Friday, November 16, 2012

Empire Building: EEOC Pushes Discrimination Law Into New Territory.


The Equal Employment Opportunity Commission recently issued a fact sheet describing how the anti-discrimination provisions of Title VII and the ADA can be contorted to apply to domestic violence or stalking situations. The guidance can be found here.

After reading it, my take is that the Commission is trying really hard to make a political statement here, rather than one that involves true legal analysis and application of the law to a new environment. Some of the situations are simply circumstances where an employer maintains a gender based preconception of domestic violence circumstances and acts accordingly. But the really expansive analysis that the Commission conducts simply doesn’t make a lot of sense, except in very, very narrow circumstances where an employer is either improperly linking gender to a particular, stereotypical personality trait, or in situations where no sane or competent employer would engage in such a nitpicky or extended analysis.

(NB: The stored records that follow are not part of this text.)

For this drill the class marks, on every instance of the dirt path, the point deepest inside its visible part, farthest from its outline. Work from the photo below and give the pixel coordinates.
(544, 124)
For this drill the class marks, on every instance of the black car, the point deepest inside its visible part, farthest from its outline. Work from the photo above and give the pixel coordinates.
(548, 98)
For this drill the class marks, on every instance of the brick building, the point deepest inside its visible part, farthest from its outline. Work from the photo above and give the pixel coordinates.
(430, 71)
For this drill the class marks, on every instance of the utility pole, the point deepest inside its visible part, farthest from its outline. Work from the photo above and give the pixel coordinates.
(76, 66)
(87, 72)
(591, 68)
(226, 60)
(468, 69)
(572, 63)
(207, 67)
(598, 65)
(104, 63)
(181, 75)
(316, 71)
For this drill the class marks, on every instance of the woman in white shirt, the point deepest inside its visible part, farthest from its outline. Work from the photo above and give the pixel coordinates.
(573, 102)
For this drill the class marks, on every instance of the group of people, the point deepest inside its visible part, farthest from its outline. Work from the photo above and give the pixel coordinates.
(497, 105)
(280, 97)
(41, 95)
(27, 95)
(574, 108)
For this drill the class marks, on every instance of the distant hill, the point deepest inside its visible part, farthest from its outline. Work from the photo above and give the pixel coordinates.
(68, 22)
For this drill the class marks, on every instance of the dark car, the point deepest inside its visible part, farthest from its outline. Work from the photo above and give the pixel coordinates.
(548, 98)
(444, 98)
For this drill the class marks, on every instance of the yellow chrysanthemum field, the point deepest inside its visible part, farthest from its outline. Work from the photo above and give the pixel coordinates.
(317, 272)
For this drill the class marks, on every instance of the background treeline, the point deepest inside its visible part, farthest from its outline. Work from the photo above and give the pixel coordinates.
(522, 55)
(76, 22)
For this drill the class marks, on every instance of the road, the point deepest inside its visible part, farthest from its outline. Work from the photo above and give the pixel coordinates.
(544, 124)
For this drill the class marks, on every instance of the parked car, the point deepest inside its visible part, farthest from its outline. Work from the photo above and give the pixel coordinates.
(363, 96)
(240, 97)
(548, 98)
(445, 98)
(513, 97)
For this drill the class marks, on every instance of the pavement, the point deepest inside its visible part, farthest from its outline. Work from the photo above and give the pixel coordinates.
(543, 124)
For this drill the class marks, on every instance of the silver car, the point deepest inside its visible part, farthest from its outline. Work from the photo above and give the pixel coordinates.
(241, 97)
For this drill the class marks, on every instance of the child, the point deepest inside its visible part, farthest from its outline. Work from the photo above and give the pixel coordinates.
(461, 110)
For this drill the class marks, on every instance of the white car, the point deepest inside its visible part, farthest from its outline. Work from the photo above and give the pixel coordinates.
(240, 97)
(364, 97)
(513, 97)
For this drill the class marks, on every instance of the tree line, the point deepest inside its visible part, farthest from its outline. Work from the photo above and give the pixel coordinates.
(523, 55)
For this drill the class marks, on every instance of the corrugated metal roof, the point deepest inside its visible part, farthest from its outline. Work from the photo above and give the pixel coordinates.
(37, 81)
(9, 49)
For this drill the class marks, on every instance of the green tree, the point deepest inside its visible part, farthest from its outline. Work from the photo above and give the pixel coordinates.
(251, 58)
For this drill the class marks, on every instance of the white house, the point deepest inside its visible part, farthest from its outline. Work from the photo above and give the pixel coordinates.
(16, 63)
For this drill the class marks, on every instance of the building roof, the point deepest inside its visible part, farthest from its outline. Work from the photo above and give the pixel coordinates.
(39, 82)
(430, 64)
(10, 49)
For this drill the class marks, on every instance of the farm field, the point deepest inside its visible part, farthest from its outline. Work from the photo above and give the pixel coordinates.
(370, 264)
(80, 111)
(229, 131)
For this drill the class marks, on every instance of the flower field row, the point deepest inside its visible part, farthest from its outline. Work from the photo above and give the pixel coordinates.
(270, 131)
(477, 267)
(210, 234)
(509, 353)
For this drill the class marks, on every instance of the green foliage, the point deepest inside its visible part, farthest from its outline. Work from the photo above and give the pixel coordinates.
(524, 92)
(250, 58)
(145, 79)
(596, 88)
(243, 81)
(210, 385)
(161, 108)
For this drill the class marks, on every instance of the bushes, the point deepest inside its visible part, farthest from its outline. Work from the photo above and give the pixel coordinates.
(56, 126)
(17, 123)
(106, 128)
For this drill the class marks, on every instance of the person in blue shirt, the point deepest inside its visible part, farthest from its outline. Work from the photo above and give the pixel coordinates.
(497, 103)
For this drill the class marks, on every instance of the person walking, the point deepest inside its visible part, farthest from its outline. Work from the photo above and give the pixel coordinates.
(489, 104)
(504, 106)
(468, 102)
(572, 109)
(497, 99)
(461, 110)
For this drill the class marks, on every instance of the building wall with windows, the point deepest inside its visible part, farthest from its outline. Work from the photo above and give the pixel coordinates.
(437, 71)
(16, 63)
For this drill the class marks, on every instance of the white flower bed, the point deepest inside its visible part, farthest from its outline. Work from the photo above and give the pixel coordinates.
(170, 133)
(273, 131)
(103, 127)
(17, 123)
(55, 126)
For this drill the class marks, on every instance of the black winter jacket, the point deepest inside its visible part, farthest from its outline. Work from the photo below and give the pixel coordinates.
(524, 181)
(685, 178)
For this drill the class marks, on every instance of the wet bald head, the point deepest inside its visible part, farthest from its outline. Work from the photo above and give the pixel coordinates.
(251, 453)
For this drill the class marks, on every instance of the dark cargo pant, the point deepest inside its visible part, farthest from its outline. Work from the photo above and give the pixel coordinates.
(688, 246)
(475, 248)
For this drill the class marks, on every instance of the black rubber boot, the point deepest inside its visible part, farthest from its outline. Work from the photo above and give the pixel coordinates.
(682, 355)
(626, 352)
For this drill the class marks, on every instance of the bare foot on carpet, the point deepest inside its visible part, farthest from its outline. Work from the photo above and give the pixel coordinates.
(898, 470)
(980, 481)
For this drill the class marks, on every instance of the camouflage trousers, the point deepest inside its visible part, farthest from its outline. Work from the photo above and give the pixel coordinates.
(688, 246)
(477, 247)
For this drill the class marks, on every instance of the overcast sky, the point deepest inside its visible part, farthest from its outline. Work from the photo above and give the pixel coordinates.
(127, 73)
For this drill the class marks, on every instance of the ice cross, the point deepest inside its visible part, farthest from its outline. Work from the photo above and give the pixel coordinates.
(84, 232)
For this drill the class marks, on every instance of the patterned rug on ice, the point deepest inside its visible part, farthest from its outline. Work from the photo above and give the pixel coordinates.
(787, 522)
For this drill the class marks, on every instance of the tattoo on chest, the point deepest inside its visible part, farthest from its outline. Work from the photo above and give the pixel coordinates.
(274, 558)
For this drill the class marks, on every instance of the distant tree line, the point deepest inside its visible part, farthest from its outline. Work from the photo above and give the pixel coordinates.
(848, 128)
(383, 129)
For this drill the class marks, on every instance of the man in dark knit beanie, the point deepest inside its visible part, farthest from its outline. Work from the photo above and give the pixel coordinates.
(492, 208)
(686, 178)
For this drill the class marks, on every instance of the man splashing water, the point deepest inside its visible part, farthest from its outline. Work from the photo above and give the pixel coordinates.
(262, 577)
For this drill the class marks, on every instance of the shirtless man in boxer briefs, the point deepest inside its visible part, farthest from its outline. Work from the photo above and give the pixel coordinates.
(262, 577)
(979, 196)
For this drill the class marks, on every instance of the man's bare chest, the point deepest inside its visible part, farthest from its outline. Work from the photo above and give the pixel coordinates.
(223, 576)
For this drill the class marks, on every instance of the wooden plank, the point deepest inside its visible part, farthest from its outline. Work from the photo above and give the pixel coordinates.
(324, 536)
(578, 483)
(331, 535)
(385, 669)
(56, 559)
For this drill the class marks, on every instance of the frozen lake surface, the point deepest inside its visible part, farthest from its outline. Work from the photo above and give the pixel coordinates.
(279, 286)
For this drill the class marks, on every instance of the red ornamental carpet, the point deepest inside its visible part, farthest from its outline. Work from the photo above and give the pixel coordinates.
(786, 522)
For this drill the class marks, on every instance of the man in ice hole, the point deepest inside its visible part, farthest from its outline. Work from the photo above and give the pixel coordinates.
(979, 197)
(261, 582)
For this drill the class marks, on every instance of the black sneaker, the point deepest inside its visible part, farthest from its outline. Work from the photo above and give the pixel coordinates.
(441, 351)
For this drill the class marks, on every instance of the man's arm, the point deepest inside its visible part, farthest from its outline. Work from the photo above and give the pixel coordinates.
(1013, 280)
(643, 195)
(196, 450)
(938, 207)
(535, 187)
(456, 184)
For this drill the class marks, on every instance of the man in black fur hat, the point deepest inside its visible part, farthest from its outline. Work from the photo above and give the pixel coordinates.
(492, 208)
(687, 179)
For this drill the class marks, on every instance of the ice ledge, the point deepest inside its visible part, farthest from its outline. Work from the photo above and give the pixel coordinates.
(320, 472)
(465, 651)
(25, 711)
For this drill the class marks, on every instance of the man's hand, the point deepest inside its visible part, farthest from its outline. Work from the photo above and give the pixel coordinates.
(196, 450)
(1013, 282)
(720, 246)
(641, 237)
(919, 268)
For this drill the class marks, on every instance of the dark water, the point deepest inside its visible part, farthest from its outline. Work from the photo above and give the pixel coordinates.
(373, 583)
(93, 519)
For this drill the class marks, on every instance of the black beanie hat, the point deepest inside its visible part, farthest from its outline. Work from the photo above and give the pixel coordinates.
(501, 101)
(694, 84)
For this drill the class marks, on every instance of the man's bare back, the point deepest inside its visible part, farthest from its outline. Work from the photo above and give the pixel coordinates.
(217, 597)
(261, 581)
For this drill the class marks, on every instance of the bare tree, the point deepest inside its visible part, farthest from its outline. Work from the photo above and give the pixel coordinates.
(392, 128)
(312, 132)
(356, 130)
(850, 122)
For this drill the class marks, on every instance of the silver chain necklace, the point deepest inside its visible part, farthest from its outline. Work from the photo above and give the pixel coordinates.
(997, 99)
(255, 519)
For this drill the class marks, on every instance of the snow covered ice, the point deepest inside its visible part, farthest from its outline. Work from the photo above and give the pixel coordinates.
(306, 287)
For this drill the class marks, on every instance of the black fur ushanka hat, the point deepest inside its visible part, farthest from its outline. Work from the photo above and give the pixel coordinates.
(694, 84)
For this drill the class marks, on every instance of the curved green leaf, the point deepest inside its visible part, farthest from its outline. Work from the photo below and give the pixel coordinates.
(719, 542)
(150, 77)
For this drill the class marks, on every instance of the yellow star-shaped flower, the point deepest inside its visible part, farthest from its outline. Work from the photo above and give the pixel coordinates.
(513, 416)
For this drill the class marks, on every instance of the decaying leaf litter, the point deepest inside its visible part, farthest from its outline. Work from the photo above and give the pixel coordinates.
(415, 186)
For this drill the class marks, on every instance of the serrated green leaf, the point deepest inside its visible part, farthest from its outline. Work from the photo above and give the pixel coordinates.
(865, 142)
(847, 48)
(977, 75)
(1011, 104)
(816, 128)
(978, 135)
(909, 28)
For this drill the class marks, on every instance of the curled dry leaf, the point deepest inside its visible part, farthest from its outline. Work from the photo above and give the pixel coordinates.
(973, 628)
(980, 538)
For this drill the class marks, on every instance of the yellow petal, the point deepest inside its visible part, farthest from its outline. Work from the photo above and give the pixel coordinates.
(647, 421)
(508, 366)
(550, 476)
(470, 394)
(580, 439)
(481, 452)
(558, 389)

For example, the EEOC suggests that an employer might violate Title VII by not hiring a woman subject to domestic violence for fear that she would bring “drama” to the workplace. This scenario automatically presupposes that such an employer would not reject a man for the same reason, something that in my experience is more common. In an equally unlikely scenario, the Commission argues that an employer might violate the ADA by failing to take action to stop employees from harassing a co-worker who has been facially scarred in an attack by a former domestic partner. Seriously? This is not a domestic violence situation; in fact it has nothing to do with domestic violence, and everything to do with the company's harassment policy.

Given the amount of stretching and contorting that is present in this document, I’m pretty sure that it was really a political statement, designed to allow the president and his supporters to argue that they are really, really, really seriously focused on the needs of women. Most employers will not recognize themselves in these scenarios, and have already undertaken appropriate steps to protect their employees and their business.